The Fuzzy Match step finds strings that potentially match using duplicate-detecting algorithms that calculate the similarity of two streams of data. This step returns matching values as a separated list as specified by user-defined minimal or maximal values.

General Tab

The General tab enables you to define the source transformation step, field, and which algorithm to use to match similar strings of data.

Option

Definition

Step name

Name of this step as it appears in the transformation workspace

Lookup step

Identifies the step that contains the fields to match

Lookup field

Identifies the field to match

Main stream field

Identifies the primary stream to match the Lookup field with

Algorithm

Identifies which string-matching algorithm to use---options include Levenshtein, Damerau-Levenshtein, Needleman Wunsch, Jaro, Jaro Winkler, Pair letters similarity, Metaphone, Double Metaphone, SoundEx, or Refined SoundEx

Case sensitive

Identifies if streams can or cannot differ based on the use of uppercase and lowercase letters---only for use with the Levenshtein algorithms

Get closer value

When checked, returns a single result with the highest similarity score---when unchecked, returns all matches that satisfy the minimal and maximal value setting as a separated list, separated by the values separator

Minimum value

Identifies the lowest possible similarity score

Maximal value

Identifies the highest possible similarity score

Values separator

Identifies the string that separate the matches.
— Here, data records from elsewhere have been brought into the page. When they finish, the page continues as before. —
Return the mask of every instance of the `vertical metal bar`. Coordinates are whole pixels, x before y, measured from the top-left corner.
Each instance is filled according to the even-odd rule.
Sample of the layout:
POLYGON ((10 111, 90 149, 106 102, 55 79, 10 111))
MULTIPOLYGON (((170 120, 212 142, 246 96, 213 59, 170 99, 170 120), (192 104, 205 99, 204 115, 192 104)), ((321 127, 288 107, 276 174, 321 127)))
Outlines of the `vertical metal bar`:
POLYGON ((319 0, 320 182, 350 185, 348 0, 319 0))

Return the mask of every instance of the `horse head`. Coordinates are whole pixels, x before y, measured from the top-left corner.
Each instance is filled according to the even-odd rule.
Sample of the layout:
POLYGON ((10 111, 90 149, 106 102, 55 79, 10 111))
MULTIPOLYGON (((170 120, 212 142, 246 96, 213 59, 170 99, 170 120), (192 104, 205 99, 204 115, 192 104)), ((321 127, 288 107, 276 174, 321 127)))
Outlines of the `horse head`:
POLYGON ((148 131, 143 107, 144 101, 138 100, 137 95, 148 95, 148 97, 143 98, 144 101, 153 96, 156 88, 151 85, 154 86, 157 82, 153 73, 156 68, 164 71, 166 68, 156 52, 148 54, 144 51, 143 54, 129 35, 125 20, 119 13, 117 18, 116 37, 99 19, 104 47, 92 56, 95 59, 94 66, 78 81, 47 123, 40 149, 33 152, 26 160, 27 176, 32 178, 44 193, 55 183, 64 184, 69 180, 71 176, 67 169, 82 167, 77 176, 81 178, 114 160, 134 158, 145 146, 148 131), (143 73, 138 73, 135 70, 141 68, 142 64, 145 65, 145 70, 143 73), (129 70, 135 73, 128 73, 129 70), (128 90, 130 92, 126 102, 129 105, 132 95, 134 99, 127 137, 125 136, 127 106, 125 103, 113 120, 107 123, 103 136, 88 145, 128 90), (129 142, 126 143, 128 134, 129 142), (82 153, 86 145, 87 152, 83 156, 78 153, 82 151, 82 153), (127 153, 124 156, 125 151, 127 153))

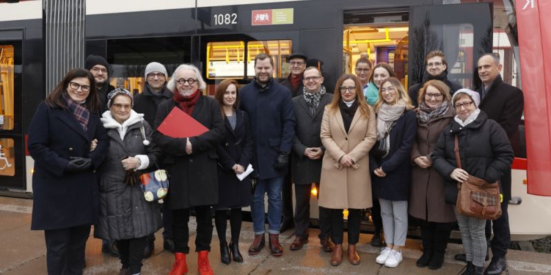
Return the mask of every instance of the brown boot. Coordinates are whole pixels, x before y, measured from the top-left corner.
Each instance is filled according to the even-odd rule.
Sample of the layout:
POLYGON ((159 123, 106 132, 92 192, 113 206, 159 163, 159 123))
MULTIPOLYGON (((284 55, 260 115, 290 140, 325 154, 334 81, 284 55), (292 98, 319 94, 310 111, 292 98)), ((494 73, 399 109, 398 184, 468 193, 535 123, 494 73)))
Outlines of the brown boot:
POLYGON ((187 273, 187 264, 185 263, 185 253, 174 253, 174 264, 168 275, 184 275, 187 273))
POLYGON ((268 234, 269 237, 270 252, 273 256, 281 256, 283 254, 283 247, 280 244, 279 234, 268 234))
POLYGON ((197 267, 199 270, 199 275, 214 275, 212 272, 211 265, 209 263, 209 252, 202 250, 199 252, 197 257, 197 267))
POLYGON ((349 244, 349 261, 354 265, 360 264, 360 255, 356 252, 356 245, 349 244))
POLYGON ((249 247, 249 254, 256 255, 260 253, 264 245, 266 245, 266 240, 264 239, 264 234, 254 235, 253 243, 251 243, 251 246, 249 247))
POLYGON ((331 265, 337 266, 340 265, 341 263, 342 263, 342 244, 335 245, 329 263, 331 265))
POLYGON ((322 249, 326 252, 331 252, 335 248, 335 243, 333 243, 329 236, 320 239, 320 244, 322 245, 322 249))

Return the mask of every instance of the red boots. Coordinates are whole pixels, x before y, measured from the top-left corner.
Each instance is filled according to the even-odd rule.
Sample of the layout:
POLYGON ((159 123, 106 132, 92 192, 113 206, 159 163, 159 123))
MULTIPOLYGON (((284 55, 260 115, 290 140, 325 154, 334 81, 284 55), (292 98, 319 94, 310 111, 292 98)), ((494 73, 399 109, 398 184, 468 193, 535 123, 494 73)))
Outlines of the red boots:
POLYGON ((199 269, 200 275, 214 275, 209 264, 209 252, 207 250, 200 251, 199 256, 197 257, 197 267, 199 269))
POLYGON ((172 270, 168 275, 185 275, 187 273, 187 265, 185 263, 185 253, 174 253, 174 264, 172 265, 172 270))

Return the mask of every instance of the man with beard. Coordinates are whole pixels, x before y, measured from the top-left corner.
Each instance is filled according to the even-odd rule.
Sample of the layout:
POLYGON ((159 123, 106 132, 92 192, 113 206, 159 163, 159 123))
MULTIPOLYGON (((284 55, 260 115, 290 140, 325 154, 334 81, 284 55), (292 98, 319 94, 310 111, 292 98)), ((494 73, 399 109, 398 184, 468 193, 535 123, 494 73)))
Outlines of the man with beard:
POLYGON ((254 141, 251 177, 256 184, 251 214, 255 236, 249 254, 260 253, 265 245, 264 197, 267 192, 270 251, 273 256, 281 256, 281 188, 289 170, 295 113, 289 89, 273 80, 271 56, 265 53, 255 56, 254 69, 255 80, 240 93, 240 107, 250 118, 254 141))
MULTIPOLYGON (((325 148, 322 145, 320 132, 325 105, 333 99, 326 94, 322 72, 315 67, 309 67, 304 73, 303 95, 293 98, 296 124, 293 140, 291 175, 295 184, 295 240, 291 250, 298 250, 308 243, 308 227, 310 224, 310 192, 312 183, 320 190, 322 173, 322 157, 325 148)), ((322 207, 320 213, 320 241, 322 249, 331 252, 333 244, 329 240, 329 210, 322 207)))
MULTIPOLYGON (((138 113, 143 113, 143 118, 149 124, 154 125, 155 115, 159 104, 174 95, 167 89, 168 74, 163 64, 152 62, 145 66, 145 85, 143 91, 134 98, 134 110, 138 113)), ((172 212, 167 208, 167 204, 163 204, 163 246, 165 250, 174 251, 174 242, 172 239, 172 212)), ((155 235, 148 236, 147 242, 144 250, 145 258, 151 256, 154 250, 155 235)))
MULTIPOLYGON (((448 80, 448 63, 446 62, 446 56, 440 50, 433 51, 428 53, 426 56, 426 72, 428 76, 426 77, 425 81, 432 80, 435 79, 446 83, 450 87, 450 96, 453 96, 453 93, 459 89, 461 89, 460 85, 451 82, 448 80)), ((417 97, 419 96, 419 90, 423 87, 425 82, 417 83, 411 86, 408 90, 410 98, 411 98, 411 103, 417 107, 417 97)))
POLYGON ((96 80, 98 98, 99 98, 100 115, 101 115, 108 110, 107 94, 110 91, 115 89, 114 87, 109 84, 110 66, 105 58, 93 54, 90 54, 86 58, 84 64, 84 67, 90 71, 96 80))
Only available for specific algorithms and when the Get closer value option is unchecked.

Algorithm Definitions

Within the Algorithm field, there are several options available to compare and match strings.

Fields Tab

The Fields tab enables you to define how to return the results of a comparison.

Option

Definition

Match field

Defines the name of the column that contains the comparison value

Value field

Defines the similarity score for which to return a value

You can also specify the list of additional fields to retrieve from the lookup stream.